Se você for ao mercado e comprar macarrão, molho de tomate, pimenta e queijo, poderá fazer tagliatelle all'arrabiata na sua casa, para várias pessoas, por menos de cinquenta reais. Se for a um restaurante “normal”, pode ser que pague 40 reais em um prato individual. Se o restaurante tiver guardanapos de pano, pode ser que pague 50. Se o nome do restaurante for em italiano, pode ser que pague 60. Se o próprio cardápio estiver escrito em italiano, você estará em São Paulo.
Tá
(quase)tudo bem, eu também gosto de restaurantes. Paga-se pelo trabalho de preparo, pela comodidade, pela ambiência, pelos objetos, pelo conforto da cadeira, pelas opções disponíveis para comer, pela localização.Um dia li algo do tipo que a localização é algo tão importante pra um restaurante, que escrever sobre restaurantes é na verdade escrever sobre lugares.
Acho que também dá pra escrever sobre épocas e amigos. Quando eu era recém formada, e por alguns anos depois disso, eu encontrava meus amigos no Rio de Janeiro para beber. E ponto, era isso o que fazíamos. Se o bar tivesse batata frita ou pastel E fosse barato, aí talvez a gente comesse isso.
Um dia eu me mudei pra São Paulo, e passei a conviver com pessoas que tinham mais dinheiro. De pouco em pouco, me acostumei a pagar 50 reais em um prato de almoço numa terça-feira em um lugar normal. 60 reais por um hamburguer. 7 reais em um café expresso. 30 reais em uma taça de vinho. Alias, descobri que se vendia taça de vinho avulsamente. Também descobri que alguns restaurantes tinham chefs que eram celebridades. (E que se paga por isso também).
Um outro dia um colega doutorando me chamou pra almoçar no centro de São Paulo, para gente trocar ideia sobre as nossas pesquisas.
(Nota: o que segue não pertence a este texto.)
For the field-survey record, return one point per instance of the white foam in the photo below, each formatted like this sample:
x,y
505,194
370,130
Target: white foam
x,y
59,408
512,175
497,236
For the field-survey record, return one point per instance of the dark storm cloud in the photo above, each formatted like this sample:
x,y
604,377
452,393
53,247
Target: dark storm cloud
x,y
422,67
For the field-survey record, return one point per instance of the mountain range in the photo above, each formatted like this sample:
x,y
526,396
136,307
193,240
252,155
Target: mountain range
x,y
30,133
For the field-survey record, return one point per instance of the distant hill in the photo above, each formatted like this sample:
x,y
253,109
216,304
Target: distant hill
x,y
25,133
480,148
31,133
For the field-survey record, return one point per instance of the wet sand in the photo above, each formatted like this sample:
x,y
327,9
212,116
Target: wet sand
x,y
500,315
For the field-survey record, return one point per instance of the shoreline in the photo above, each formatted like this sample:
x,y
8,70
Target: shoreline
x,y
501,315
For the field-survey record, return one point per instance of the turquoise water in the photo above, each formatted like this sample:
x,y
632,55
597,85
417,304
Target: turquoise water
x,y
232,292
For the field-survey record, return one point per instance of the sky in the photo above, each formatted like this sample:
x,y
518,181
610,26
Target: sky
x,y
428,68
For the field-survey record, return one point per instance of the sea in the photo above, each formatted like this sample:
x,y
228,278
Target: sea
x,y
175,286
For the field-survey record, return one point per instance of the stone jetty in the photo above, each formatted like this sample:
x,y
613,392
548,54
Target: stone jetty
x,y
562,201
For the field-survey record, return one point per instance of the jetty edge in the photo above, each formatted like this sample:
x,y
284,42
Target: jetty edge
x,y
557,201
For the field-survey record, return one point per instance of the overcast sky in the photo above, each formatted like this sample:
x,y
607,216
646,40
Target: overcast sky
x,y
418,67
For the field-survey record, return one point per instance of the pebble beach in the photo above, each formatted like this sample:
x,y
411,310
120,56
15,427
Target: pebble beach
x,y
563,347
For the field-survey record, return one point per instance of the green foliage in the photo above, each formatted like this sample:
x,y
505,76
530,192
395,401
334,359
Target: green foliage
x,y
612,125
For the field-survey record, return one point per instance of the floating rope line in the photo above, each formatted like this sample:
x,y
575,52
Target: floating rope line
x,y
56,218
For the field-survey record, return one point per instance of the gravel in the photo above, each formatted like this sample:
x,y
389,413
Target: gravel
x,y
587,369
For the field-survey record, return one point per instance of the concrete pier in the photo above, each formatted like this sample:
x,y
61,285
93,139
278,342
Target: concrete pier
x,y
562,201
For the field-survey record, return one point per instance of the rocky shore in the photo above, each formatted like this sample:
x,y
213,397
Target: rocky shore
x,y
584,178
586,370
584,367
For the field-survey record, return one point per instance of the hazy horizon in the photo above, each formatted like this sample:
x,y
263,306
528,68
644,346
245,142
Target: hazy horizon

Marcamos num daqueles restaurantes tradicionais, com móveis de madeira escura e garçons senhores. Sentamos, pedimos um suco e então ele disse “só não vamos comer aqui, porque é muito caro, um prato de almoço deve ser uns 35 reais”. Foi um momento derradeiro, tipo chá-revelação-da-minha-classe-social-doutoranda. “Essa sou eu”, pensei. Eu tinha me esquecido de que podia considerar caro um almoço de 35 reais, sem sentir vergonha disso. Terminamos um suco, levantamos e fomos almoçar em um restaurante à quilo ali perto. Minha conta deu 15 reais.
Essa semana descobri que abriram restaurantes paulistas no Rio. Com nomes e cardápios em italiano. Com pratos que custam mais do que cem reais. Eu achei que todas as pessoas ricas do Brasil morassem em São Paulo.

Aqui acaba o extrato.